Authors: Peyrot WJ,  Lee SH,  Milaneschi Y,  Abdellaoui A,  Byrne EM,  Esko T,  de Geus EJ,  Hemani G,  Hottenga JJ,  Kloiber S,  Levinson DF,  Lucae S,  Major Depressive Disorder Working Group of the Psychiatric GWAS Consortium (Corporate Collaborator),  Martin NG,  Medland SE,  Metspalu A,  Milani L,  Noethen MM,  Potash JB,  Rietschel M,  Rietveld CA,  Ripke S,  Shi J,  Social Science Genetic Association Consortium (Corporate Collaborator),  Willemsen G,  Zhu Z,  Boomsma DI,  Wray NR,  Penninx BW,  Major Depressive Disorder Working Group of the Psychiatric GWAS Consortium Corporate Collaborator,  Social Science Genetic Association Consortium Corporate Collaborator
Journal: Mol Psychiatry
Date: 2015 Jun
Branches: BB
PubMed ID: 25917368
PMC ID: not available
Abstract: An association between lower educational attainment (EA) and an increased risk for depression has been confirmed in various western countries. This study examines whether pleiotropic genetic effects contribute to this association.
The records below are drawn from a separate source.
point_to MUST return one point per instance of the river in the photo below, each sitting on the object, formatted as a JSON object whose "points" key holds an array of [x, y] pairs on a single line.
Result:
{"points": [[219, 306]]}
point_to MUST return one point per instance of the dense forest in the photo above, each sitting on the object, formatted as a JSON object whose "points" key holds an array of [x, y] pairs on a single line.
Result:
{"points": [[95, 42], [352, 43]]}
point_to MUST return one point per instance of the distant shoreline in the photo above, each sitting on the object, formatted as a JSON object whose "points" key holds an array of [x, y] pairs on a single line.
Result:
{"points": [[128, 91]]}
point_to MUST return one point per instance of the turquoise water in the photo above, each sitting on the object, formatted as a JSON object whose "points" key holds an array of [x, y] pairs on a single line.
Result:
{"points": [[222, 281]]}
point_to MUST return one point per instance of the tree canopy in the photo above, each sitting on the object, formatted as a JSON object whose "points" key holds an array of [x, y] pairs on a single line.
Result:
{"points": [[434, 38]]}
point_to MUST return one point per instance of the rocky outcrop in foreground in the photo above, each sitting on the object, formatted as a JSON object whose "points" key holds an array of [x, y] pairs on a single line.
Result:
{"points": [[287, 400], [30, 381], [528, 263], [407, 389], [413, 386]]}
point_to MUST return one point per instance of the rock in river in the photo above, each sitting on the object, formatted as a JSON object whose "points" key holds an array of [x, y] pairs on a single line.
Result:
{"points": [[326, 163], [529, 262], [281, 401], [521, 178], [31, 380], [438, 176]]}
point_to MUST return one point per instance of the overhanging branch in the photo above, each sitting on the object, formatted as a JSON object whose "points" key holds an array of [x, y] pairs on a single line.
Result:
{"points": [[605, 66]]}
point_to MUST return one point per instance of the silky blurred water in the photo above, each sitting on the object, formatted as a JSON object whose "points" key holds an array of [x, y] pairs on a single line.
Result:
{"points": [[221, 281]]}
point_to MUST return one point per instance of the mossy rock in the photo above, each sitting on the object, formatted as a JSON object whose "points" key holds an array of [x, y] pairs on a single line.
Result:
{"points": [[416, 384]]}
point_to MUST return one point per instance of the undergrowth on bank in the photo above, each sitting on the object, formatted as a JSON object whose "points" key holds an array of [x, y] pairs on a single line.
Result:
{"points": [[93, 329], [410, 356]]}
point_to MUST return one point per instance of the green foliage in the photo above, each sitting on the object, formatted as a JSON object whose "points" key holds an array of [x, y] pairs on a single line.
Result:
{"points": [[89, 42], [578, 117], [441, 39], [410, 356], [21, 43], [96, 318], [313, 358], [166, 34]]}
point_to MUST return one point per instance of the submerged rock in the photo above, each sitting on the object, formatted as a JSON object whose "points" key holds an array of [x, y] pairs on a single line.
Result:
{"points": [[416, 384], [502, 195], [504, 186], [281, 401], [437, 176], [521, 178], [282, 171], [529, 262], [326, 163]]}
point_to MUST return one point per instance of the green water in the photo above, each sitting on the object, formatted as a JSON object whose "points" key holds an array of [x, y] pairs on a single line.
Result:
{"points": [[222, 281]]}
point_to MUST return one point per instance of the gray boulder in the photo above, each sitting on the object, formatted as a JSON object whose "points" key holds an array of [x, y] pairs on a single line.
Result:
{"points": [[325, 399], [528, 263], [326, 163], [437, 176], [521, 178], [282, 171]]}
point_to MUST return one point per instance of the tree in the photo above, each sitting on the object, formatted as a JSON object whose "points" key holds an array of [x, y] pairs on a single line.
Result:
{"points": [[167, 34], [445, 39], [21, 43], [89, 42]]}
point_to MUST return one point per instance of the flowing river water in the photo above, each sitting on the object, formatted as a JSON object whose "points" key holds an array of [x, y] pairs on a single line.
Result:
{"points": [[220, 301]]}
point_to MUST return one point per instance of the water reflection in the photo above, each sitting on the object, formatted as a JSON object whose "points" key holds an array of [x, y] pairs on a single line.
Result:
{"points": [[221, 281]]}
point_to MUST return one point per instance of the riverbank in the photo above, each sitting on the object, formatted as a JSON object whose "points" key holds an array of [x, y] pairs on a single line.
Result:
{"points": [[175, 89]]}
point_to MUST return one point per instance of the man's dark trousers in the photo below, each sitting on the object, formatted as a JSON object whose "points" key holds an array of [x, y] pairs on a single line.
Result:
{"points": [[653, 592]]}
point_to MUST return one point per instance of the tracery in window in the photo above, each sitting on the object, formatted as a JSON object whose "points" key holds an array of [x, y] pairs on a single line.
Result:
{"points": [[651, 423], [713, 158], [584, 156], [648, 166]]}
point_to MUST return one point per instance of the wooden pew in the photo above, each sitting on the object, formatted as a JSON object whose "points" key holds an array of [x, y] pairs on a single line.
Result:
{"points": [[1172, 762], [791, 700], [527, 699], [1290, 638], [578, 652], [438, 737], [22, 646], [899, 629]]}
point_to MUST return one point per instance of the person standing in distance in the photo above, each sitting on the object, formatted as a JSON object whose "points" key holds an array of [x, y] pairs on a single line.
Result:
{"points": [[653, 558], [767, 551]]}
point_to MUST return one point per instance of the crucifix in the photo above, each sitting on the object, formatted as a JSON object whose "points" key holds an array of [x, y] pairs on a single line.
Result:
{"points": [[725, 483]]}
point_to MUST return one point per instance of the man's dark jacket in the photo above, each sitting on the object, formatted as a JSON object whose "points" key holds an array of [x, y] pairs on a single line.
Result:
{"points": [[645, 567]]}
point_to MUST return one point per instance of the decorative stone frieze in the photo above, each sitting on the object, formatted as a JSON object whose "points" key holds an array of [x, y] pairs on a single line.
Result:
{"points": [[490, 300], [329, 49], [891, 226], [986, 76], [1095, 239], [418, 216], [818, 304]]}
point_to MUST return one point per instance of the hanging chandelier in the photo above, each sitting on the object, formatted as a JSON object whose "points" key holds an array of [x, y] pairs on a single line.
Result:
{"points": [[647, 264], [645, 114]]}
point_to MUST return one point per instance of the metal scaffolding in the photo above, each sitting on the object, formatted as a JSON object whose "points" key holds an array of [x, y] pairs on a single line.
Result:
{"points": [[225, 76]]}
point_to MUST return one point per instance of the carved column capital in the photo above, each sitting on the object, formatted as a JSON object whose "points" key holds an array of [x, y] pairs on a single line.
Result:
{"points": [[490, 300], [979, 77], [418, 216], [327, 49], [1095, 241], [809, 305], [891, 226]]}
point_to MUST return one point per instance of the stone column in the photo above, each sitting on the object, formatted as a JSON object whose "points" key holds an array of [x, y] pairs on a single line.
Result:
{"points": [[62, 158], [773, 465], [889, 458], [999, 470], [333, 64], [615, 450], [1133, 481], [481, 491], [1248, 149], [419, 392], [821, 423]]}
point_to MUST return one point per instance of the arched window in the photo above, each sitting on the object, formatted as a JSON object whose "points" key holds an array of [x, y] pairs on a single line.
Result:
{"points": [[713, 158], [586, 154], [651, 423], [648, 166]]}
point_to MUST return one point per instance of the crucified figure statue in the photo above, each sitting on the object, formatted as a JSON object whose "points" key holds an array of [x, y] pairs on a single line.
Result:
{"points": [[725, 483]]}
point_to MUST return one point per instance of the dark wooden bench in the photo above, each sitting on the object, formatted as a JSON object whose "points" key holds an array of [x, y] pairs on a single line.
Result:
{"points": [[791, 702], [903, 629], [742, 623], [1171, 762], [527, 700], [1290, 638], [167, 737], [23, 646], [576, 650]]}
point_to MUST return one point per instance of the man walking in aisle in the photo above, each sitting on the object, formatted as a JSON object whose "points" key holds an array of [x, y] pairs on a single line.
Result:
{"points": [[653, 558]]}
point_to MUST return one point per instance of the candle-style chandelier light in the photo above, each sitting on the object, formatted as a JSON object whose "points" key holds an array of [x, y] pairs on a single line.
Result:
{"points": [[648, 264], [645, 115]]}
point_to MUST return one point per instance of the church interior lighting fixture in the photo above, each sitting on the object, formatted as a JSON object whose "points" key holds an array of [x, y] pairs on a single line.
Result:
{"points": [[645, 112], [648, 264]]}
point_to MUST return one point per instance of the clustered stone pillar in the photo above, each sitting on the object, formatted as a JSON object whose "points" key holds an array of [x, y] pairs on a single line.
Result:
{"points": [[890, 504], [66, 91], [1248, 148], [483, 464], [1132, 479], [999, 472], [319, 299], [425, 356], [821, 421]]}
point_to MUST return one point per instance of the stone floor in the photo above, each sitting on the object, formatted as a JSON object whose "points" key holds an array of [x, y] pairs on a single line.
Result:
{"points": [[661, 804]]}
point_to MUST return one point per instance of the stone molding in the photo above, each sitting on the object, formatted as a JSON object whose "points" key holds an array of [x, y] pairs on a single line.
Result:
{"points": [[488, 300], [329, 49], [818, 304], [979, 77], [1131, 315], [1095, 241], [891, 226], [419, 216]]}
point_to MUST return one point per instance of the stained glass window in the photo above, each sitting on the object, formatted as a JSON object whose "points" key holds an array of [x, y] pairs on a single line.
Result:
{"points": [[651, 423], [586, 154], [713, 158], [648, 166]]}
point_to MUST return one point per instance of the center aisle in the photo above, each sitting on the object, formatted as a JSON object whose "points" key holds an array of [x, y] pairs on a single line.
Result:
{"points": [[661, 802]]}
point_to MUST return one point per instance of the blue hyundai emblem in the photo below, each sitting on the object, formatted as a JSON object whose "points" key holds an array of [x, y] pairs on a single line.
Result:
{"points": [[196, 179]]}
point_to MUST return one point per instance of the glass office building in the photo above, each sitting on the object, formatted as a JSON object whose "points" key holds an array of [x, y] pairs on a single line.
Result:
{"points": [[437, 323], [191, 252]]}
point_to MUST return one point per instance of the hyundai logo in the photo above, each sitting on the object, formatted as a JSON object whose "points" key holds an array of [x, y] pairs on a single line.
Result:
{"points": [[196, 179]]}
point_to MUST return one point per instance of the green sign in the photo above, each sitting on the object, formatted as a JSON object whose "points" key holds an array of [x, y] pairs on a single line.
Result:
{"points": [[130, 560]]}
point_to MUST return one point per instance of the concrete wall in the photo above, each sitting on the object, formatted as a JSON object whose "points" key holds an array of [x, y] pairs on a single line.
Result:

Therefore, data were analyzed from a total of 9662 major depressive disorder (MDD) cases and 14 949 controls (with no lifetime MDD diagnosis) from the Psychiatric Genomics Consortium with additional Dutch and Estonian data. The association of EA and MDD was assessed with logistic regression in 15 138 individuals indicating a significantly negative association in our sample with an odds ratio for MDD 0.78 (0.75-0.82) per standard deviation increase in EA. With data of 884 105 autosomal common single-nucleotide polymorphisms (SNPs), three methods were applied to test for pleiotropy between MDD and EA: (i) genetic profile risk scores (GPRS) derived from training data for EA (independent meta-analysis on ~120 000 subjects) and MDD (using a 10-fold leave-one-out procedure in the current sample), (ii) bivariate genomic-relationship-matrix restricted maximum likelihood (GREML) and (iii) SNP effect concordance analysis (SECA). With these methods, we found (i) that the EA-GPRS did not predict MDD status, and MDD-GPRS did not predict EA, (ii) a weak negative genetic correlation with bivariate GREML analyses, but this correlation was not consistently significant, (iii) no evidence for concordance of MDD and EA SNP effects with SECA analysis. To conclude, our study confirms an association of lower EA and MDD risk, but this association was not because of measurable pleiotropic genetic effects, which suggests that environmental factors could be involved, for example, socioeconomic status.